Einen Stock tiefer im Technikmuseum malt eine Schülerin mit einem bedrohlich wirkenden Stachelpiercing unter der Lippe mit schwarzem Filzstift. In der Ausstellung "Wirtschaft macht Forschung" präsentieren Wissenschaftler ein Kinderlabor. Sorgfältig entsteht ein Herz auf einem Stück Filterpapier. Ein paar Tropfen einer klaren Flüssigkeit in die Mitte, und der sich ausbreitende Fleck zieht die schwarze Linie auseinander zu einem Fächer verschiedenster Farben. So trennt man auch in der Pharmaforschung Substanzgemische, das Verfahren heißt Chromatografie.

Im Naturkundemuseum der Berliner Humboldt-Universität geht es um Wattwürmer und Wasser. Der Biologe Birger Neuhaus hat mit Berliner Kindern an der Nordsee das Wattenmeer untersucht und Proben mitgebracht, die nun in der Ausstellung unter dem Mikroskop betrachtet werden können. Angela hat einen Ruderflusskrebs mit Eisäckchen im Visier. "Da drin sind die Babys", erklärt Neuhaus. Eine Station weiter ist eine Schnecke zu sehen, die mit ihrer Raspelzunge Algen abweidet, unter ihr zappelt ein Borstenwurm.

Schon die Kleinsten dürfen im verregneten Wissenschaftssommer Hand anlegen: Nebenan lecken Vier- und Fünfjährige aus einer Kindergartengruppe an verschiedenen Pulvern. Was ist das? Salz? Zucker? Kakao? Zitrone? Und dann die schwierigere Frage: "Wonach schmeckt dieses Gemisch?" Im Spiegel studiert Hanna ihre Zunge. "Da sitzen die Geschmacksknospen", erklärt die Betreuerin. "1,2,3, ... 5 Sinne" heißt die Ausstellung, die Neugier und Interesse an Alltagsphänomenen wecken soll.

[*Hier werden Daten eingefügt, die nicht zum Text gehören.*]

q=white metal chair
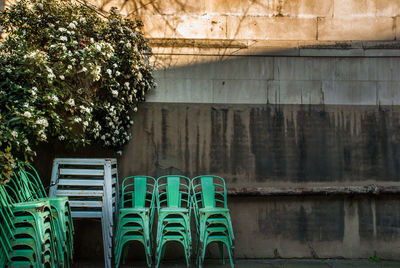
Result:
[50,158,119,268]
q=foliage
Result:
[0,0,155,182]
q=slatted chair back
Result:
[0,185,15,261]
[120,176,155,208]
[191,175,228,208]
[50,158,119,267]
[157,175,190,208]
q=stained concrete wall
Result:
[80,0,400,41]
[5,0,400,259]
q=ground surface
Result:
[73,259,400,268]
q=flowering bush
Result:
[0,0,155,183]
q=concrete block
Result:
[375,0,400,17]
[267,80,280,104]
[281,0,334,17]
[132,0,205,15]
[300,48,364,57]
[333,0,376,18]
[227,16,317,40]
[322,81,377,105]
[377,81,400,105]
[318,17,395,41]
[213,80,268,104]
[335,58,391,81]
[209,57,274,80]
[274,57,335,80]
[146,79,213,103]
[205,0,278,16]
[279,80,322,104]
[141,14,226,39]
[365,49,400,57]
[395,16,400,40]
[390,58,400,81]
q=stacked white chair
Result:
[50,158,119,268]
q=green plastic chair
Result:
[191,175,235,267]
[156,175,192,268]
[2,167,74,267]
[18,166,74,267]
[114,176,155,267]
[0,186,56,267]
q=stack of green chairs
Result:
[0,185,57,267]
[191,175,235,267]
[2,165,74,267]
[155,175,192,268]
[18,166,74,267]
[114,176,155,268]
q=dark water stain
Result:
[185,107,192,176]
[257,198,344,244]
[376,197,400,241]
[230,111,250,175]
[210,108,230,173]
[130,103,400,183]
[161,107,168,156]
[358,199,374,240]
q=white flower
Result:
[74,117,82,123]
[111,90,118,97]
[36,118,49,127]
[67,99,75,106]
[24,111,32,118]
[39,130,47,141]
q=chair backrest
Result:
[120,176,156,208]
[157,175,190,208]
[191,175,228,208]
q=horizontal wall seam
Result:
[228,184,400,197]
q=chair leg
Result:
[218,242,225,264]
[122,245,129,264]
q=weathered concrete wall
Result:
[147,53,400,105]
[4,0,400,259]
[121,103,400,188]
[82,0,400,41]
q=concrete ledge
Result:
[228,184,400,196]
[149,38,400,57]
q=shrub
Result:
[0,0,155,183]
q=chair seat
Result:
[119,208,150,214]
[199,207,229,213]
[160,207,189,212]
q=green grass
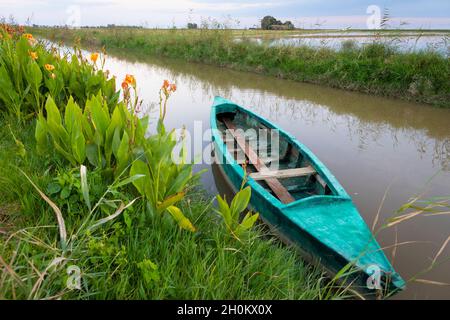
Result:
[0,117,339,299]
[31,28,450,107]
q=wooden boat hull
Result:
[211,97,405,295]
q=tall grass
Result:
[0,120,330,299]
[33,28,450,107]
[0,25,337,299]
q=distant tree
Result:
[188,22,198,29]
[283,20,295,30]
[261,16,295,30]
[261,16,277,30]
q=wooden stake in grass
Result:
[19,169,67,250]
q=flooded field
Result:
[97,50,450,299]
[236,32,450,56]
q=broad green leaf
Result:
[234,212,259,237]
[216,195,233,228]
[166,165,192,196]
[115,174,145,188]
[167,206,196,232]
[87,97,109,140]
[130,160,150,195]
[117,131,130,166]
[45,96,61,125]
[156,192,185,213]
[34,113,47,154]
[71,120,86,164]
[80,165,91,211]
[86,143,100,167]
[230,187,251,220]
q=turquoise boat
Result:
[211,97,405,297]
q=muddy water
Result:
[102,51,450,299]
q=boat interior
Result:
[217,110,333,203]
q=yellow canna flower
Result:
[91,52,98,63]
[44,63,55,71]
[29,51,38,60]
[23,33,34,40]
[124,74,136,87]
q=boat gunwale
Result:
[211,96,352,209]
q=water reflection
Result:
[99,50,450,298]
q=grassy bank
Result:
[0,26,345,299]
[33,28,450,107]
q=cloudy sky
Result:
[0,0,450,29]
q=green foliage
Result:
[35,93,148,177]
[34,28,450,108]
[137,259,159,285]
[216,187,259,238]
[130,120,195,232]
[0,29,119,120]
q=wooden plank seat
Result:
[223,118,295,203]
[250,166,316,180]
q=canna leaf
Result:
[167,206,196,232]
[130,160,150,196]
[156,192,185,213]
[234,212,259,237]
[216,195,233,228]
[230,187,251,220]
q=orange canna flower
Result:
[29,51,38,60]
[123,74,136,87]
[91,52,98,63]
[44,63,55,71]
[23,33,34,40]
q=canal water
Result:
[99,51,450,299]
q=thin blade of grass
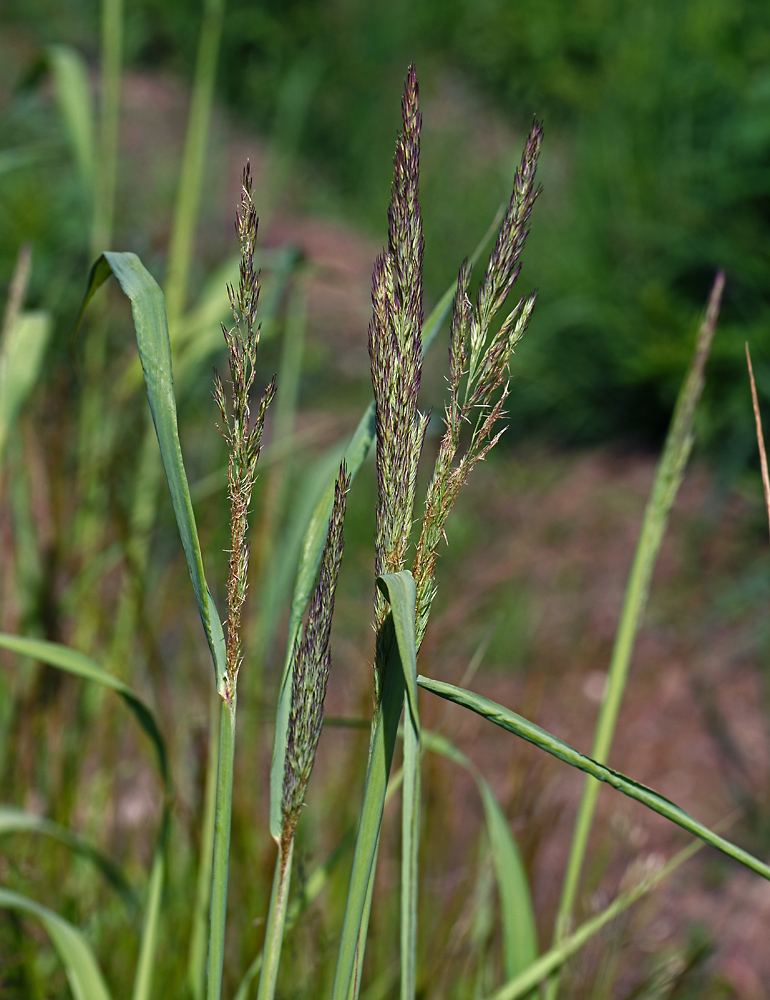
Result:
[376,572,422,1000]
[91,0,123,254]
[78,252,227,698]
[489,840,703,1000]
[0,805,137,910]
[0,889,112,1000]
[417,675,770,880]
[422,729,537,979]
[548,271,724,1000]
[270,213,498,842]
[187,688,220,1000]
[0,633,170,1000]
[165,0,225,331]
[0,266,53,466]
[746,343,770,540]
[0,632,169,788]
[131,809,169,1000]
[46,45,96,190]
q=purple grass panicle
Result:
[412,121,543,648]
[369,66,428,696]
[214,163,275,702]
[282,462,350,844]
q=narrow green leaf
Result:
[377,571,421,1000]
[233,828,352,1000]
[0,311,52,464]
[0,633,170,1000]
[270,213,504,842]
[78,253,227,698]
[0,805,137,909]
[0,889,111,1000]
[132,809,168,1000]
[0,632,169,787]
[47,45,96,191]
[548,272,724,1000]
[490,840,703,1000]
[417,675,770,880]
[422,729,537,979]
[332,617,412,1000]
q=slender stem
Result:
[206,695,236,1000]
[187,689,222,1000]
[257,837,294,1000]
[546,271,724,1000]
[490,841,703,1000]
[165,0,225,337]
[91,0,123,257]
[132,814,168,1000]
[332,640,404,1000]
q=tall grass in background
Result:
[0,15,770,1000]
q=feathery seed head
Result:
[283,462,350,840]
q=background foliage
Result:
[6,0,770,458]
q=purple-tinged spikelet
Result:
[283,462,350,842]
[412,121,543,647]
[214,163,275,700]
[369,67,427,584]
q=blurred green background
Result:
[0,0,770,460]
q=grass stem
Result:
[257,837,294,1000]
[206,696,236,1000]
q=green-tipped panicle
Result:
[282,462,350,842]
[214,163,275,700]
[369,67,427,684]
[413,121,543,645]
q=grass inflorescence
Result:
[0,29,770,1000]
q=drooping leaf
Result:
[0,805,136,909]
[0,311,52,464]
[0,632,169,785]
[422,729,537,979]
[78,252,227,698]
[417,675,770,880]
[0,889,112,1000]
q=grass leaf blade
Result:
[78,252,227,698]
[0,889,112,1000]
[377,570,422,1000]
[417,676,770,880]
[548,271,724,1000]
[490,840,703,1000]
[422,729,537,979]
[0,805,137,909]
[0,632,169,786]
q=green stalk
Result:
[132,814,168,1000]
[206,694,236,1000]
[107,0,224,664]
[187,690,221,1000]
[257,837,294,1000]
[91,0,123,257]
[164,0,225,328]
[332,648,405,1000]
[546,273,724,1000]
[490,841,703,1000]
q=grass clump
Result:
[0,41,770,1000]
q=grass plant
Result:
[0,48,770,1000]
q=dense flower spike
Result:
[214,163,275,699]
[413,121,543,646]
[369,67,427,680]
[283,462,350,841]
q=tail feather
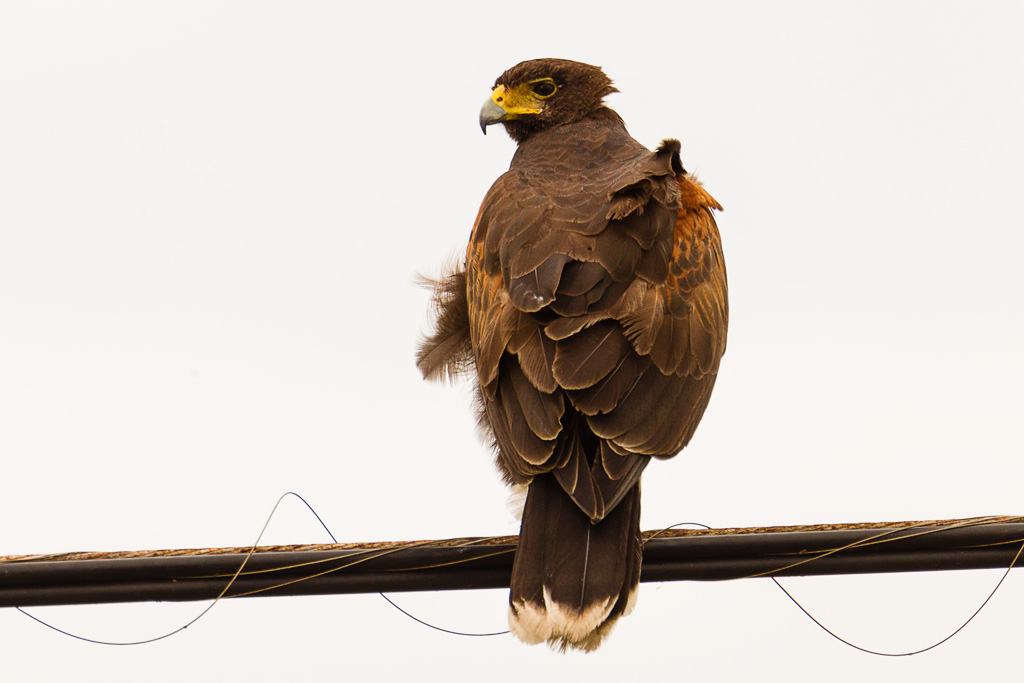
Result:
[509,474,640,650]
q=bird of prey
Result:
[418,59,729,650]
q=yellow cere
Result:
[490,81,543,119]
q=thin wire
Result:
[771,544,1024,657]
[14,492,299,646]
[280,494,509,638]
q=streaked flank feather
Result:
[418,59,729,650]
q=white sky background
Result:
[0,1,1024,681]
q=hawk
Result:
[418,59,729,650]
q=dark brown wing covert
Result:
[467,122,728,521]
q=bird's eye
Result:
[532,81,557,98]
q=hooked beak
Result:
[480,97,509,135]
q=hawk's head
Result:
[480,59,617,142]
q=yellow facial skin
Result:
[480,78,558,133]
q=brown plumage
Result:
[419,59,729,650]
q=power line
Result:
[0,517,1024,607]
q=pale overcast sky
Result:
[0,0,1024,681]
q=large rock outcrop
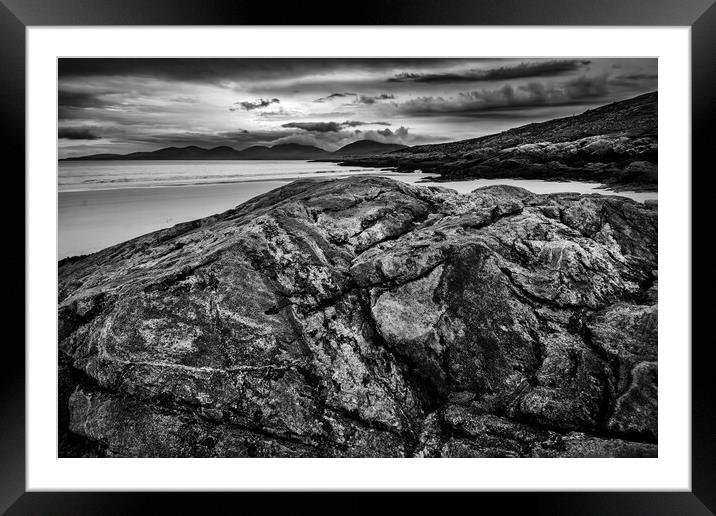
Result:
[59,176,658,457]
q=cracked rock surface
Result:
[58,176,658,457]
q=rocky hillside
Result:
[58,176,658,457]
[346,92,658,189]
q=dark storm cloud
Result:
[281,120,390,133]
[229,98,281,111]
[388,59,591,83]
[397,75,609,116]
[355,93,395,104]
[57,127,102,140]
[313,91,358,103]
[58,58,480,82]
[58,58,657,157]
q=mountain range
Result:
[61,140,406,161]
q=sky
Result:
[58,58,657,158]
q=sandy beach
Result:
[57,174,657,260]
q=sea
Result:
[57,160,657,259]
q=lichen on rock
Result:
[58,176,658,457]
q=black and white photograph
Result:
[58,56,656,458]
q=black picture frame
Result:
[0,0,716,515]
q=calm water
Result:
[57,161,656,259]
[58,160,394,192]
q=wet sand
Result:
[57,174,657,260]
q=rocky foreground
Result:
[59,176,658,457]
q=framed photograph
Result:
[7,0,716,514]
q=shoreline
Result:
[57,173,657,261]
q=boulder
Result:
[58,176,657,457]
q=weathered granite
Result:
[58,176,657,457]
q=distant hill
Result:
[62,143,331,161]
[343,92,658,190]
[63,140,406,161]
[332,140,408,156]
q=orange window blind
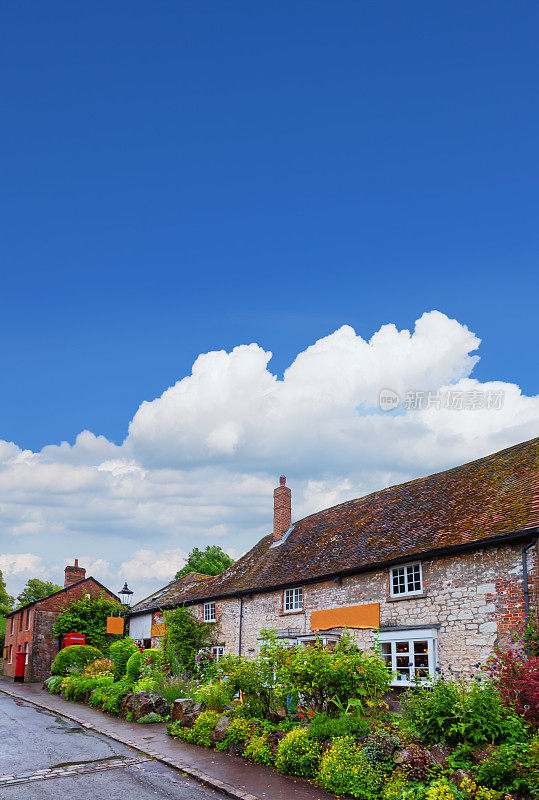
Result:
[107,617,124,634]
[311,603,380,631]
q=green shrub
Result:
[422,777,462,800]
[215,717,257,750]
[109,636,139,681]
[45,675,64,694]
[194,683,230,711]
[361,730,401,767]
[275,728,321,778]
[477,734,539,797]
[402,679,525,745]
[247,734,275,767]
[281,636,391,714]
[217,655,275,719]
[137,711,168,725]
[308,711,371,741]
[125,647,163,681]
[51,644,103,675]
[316,736,385,800]
[88,680,132,714]
[62,674,114,700]
[167,711,220,747]
[84,658,114,675]
[133,678,157,692]
[156,676,198,704]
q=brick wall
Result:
[180,545,539,677]
[4,578,119,681]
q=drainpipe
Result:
[238,595,243,656]
[522,539,537,625]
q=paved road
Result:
[0,693,230,800]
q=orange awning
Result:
[107,617,124,635]
[311,603,380,631]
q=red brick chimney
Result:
[64,558,86,588]
[273,475,292,542]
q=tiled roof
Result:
[129,572,211,614]
[6,575,120,619]
[132,439,539,602]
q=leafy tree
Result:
[164,608,213,672]
[17,578,62,608]
[53,594,120,655]
[176,544,234,578]
[0,569,14,616]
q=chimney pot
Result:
[273,475,292,542]
[64,558,86,589]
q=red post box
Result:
[61,633,86,650]
[13,650,26,683]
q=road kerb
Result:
[0,686,260,800]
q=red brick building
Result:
[4,559,120,681]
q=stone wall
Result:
[185,544,539,677]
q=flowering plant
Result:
[486,650,539,725]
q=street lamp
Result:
[118,581,133,607]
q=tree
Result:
[176,544,234,578]
[52,594,121,655]
[17,578,62,607]
[163,607,213,673]
[0,569,15,617]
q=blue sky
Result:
[0,0,539,449]
[0,0,539,591]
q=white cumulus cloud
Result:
[0,311,539,597]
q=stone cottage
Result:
[4,559,120,681]
[130,439,539,686]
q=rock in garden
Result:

Neles Hände verschwinden durch enge Löcher in einem Kasten. Welche Formen gibt es dort zu ertasten? Danach heißt es Probesitzen. "Auch mit dem Po kann man fühlen", lautet die Erklärung: Eine Bank ist hart, die andere weich. Was hat ihr am Besten gefallen? Nele grinst schüchtern: "Alles!"

(Der Berliner Wissenschaftssommer geht noch bis Montag, 17. September.)